Saturday, April 3, 2010

Pretty soon I won't say huh

Booyah, you have inspired me to write again. Sorry I couldn't give you the topic, but I'm pretty sure it doesn't apply to you.

Spring Break was two weeks ago and I'm still recovering. Leaking washing machine, exploded swimming pool, sick family, and more. It sucked. The best part was my hearing test.

Brad has been harassing me for years that I'm deaf. I know I don't hear as well as other people. So what. I'm an Eagleton. My maiden name is "huh?" I've always thought that Wierd Al was the King of Greatness because I can understand his lyrics and he hears them like I do. It took me years to realize that Eric Clapton's hit "She is Crying" (she is crying....she is crying on the floor) was actually "Jesus Christ - Jesus Christ - Jesus Christ is on the phone." But it is normal. Brad just has freak super-sonic hearing.

To humor him I made an appointment with an audiologist for a full-scale hearing assessment. I would come home, doctor's note in hand, that stated HE WAS WRONG!!! Muuhahahaha!

It didn't go exactly as I planned. During the appointment I was locked in a soundproof box and asked to perform all kind of monkey experiments including the famous push-the-button-when-you-hear-the-beep test. I've never felt more unsuccessful during a test in all my life. I knew there were supposed to be beeps in the silence. Should I just push the button? Surely there was a beep there.

Emerging from the box, defeated, I was informed I have moderate to severe hearing lose in both ears. Alas, not the result of loud Weird Al concerts or marching band competitions or elementary school field trip buses, but rather a genetic juvenile neuro hearing loss -- late onset. I know I'm always late. it sure is nice to have "juvenile" in your hearing loss diagnosis I must say.

I have developed coping mechanisms during the last years. Turns out I don't hear a lot of consonants when people speak. AEIOU (and sometimes Y) don't leave you with a lot of room for comprehension. I use what I can hear with context clues to figure things out. My brain works overtime constantly. That is why I asked the teacher in the lounge what happened to her grandmother she looked at me with a funny face and said, "These cramps hurt like a mother!" Oops. Got that context wrong.

I also read lips. Seriously! I have an undiscovered super-spy, ninja skill! When the audiologist asked me to repeat after her a list of words I did great. Then she covered her mouth with a folder and she sounded like Charlie Brown's teacher. Now I notice myself doing it all the time. It is also the reason I hate cartoons. Their mouths don't match. Screw you Fraggles.

She asked me if I would like to try out some hearing aids. Oh, dear God. Hearing aids at age 29. I can have those nice beige plugs my PaPa has. But luckily the kind I need are totally different. I don't need plugs, because I can hear low frequencies pretty well, I need something amplify the high pitches. So I get a cool little do-dad's that sit behind my hear with the world's tinies ear bud that runs into my ear canal.
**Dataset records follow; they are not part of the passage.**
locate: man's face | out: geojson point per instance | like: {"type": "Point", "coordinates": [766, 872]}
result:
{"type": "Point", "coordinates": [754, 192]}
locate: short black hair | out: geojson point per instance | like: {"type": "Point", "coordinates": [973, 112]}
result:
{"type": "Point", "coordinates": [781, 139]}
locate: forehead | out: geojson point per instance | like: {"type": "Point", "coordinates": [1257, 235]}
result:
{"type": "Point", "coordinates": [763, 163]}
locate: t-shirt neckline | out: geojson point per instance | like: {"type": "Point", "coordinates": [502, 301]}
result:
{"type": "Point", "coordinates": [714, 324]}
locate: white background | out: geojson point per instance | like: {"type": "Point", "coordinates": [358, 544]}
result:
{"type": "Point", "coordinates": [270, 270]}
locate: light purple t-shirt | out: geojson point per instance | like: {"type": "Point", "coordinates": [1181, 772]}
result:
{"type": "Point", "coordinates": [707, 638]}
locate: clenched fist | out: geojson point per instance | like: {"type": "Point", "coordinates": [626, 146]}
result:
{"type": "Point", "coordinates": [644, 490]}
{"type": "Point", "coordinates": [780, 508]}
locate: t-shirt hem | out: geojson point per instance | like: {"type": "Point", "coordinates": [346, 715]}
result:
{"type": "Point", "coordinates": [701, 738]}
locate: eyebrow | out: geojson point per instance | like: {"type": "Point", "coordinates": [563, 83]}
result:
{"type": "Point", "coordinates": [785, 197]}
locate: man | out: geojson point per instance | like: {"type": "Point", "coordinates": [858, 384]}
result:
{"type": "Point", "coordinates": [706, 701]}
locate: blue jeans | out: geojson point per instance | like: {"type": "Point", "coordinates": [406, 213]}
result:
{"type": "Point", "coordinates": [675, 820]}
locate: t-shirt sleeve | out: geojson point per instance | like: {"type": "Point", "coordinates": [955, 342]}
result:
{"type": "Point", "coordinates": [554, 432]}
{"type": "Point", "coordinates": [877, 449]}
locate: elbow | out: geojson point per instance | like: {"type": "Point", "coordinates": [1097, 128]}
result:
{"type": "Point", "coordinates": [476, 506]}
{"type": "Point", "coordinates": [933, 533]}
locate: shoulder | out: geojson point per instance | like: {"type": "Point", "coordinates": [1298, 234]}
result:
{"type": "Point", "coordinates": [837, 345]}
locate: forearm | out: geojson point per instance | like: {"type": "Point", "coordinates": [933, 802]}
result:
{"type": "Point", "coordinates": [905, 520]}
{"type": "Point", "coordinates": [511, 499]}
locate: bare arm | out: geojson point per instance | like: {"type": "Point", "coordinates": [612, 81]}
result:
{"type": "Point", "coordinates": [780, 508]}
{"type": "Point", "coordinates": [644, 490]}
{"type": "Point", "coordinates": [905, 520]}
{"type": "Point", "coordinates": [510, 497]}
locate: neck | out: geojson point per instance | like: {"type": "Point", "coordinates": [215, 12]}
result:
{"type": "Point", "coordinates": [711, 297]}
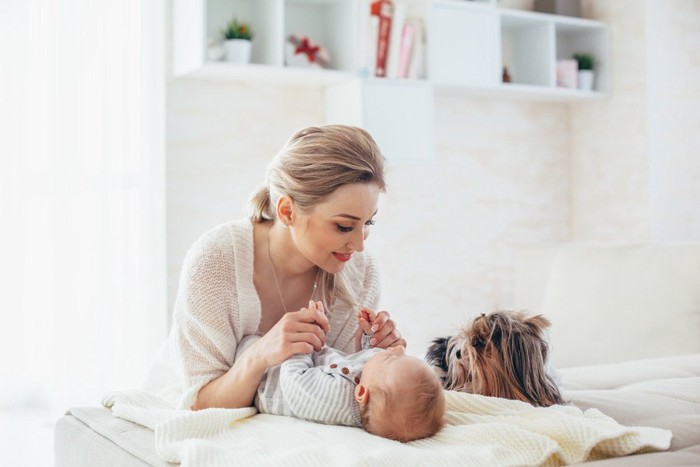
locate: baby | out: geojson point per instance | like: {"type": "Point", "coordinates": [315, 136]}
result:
{"type": "Point", "coordinates": [384, 391]}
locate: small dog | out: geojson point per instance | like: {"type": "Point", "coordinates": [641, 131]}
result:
{"type": "Point", "coordinates": [502, 354]}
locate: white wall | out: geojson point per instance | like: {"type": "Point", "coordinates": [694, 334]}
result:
{"type": "Point", "coordinates": [639, 178]}
{"type": "Point", "coordinates": [506, 173]}
{"type": "Point", "coordinates": [446, 228]}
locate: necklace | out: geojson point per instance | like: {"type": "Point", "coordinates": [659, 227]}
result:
{"type": "Point", "coordinates": [274, 275]}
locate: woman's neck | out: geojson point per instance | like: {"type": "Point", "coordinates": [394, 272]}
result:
{"type": "Point", "coordinates": [284, 255]}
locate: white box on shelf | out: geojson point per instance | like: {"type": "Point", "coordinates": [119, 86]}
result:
{"type": "Point", "coordinates": [463, 45]}
{"type": "Point", "coordinates": [527, 48]}
{"type": "Point", "coordinates": [397, 113]}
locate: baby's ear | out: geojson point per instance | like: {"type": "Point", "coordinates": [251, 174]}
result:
{"type": "Point", "coordinates": [361, 394]}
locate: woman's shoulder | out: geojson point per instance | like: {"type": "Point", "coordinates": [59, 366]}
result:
{"type": "Point", "coordinates": [227, 235]}
{"type": "Point", "coordinates": [230, 239]}
{"type": "Point", "coordinates": [362, 263]}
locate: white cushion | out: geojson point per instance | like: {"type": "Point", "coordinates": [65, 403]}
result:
{"type": "Point", "coordinates": [623, 302]}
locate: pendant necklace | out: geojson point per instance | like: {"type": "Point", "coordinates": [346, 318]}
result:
{"type": "Point", "coordinates": [274, 275]}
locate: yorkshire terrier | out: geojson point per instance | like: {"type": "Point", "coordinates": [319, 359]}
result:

Ok, so not cool but not to bad at all.



Once I try them on, the world is clear. I feel my whole body relax after about 30 minutes of not having to focus on every sound. Downside? They are $7000 a pair. Ouch. It takes a couple of days to figure out my insurance only covers a $1000 and I'm supposed to be thankful for that. A repeat appointment to find a cheaper pair reveals the fancy pants pair I tried the first time is the same as the cheaper $3000 pair minus blue tooth technology. So what!

At that appointment I had to take Claire with me. I was worried at first, but it was really great because I got to hear different sounds while I was trying them out. I heard the air conditioner in the building kick on. Claire grabbed some cereal from the cup in my purse -- I could hear her crunching her food! Did you know you can hear other people chew in a quiet room? I didn't.

It will take a few weeks for my insurance to cough up the cash so I can get my new ears, but pretty soon I won't say "huh?" for every other word. Hearing aids were not on my list of things to do before 30, but since I've decided against a torrid affair with the lead singer of Muse (for moral convictions only --- there is nothing wrong with Matt), I might as well make a swap out.

1 comment:

  1. Actually, this does apply to me! I got fitted for hearing aids two summers ago but they kept making my ears go clicky poppy and that would make me dizzy and then I'd fall over, so we had to skip it. Like you, I have "significant" hearing loss and apparently have the hearing of a 40-year-old, which means nothing because some 40-year-olds hear better than others.

    I'm very excited the hearing aids work for you though! That's so great. You and Brad should go out to dinner in a crowded, loud restaurant to celebrate. Because you'll be able to HEAR everything he's saying! Yay!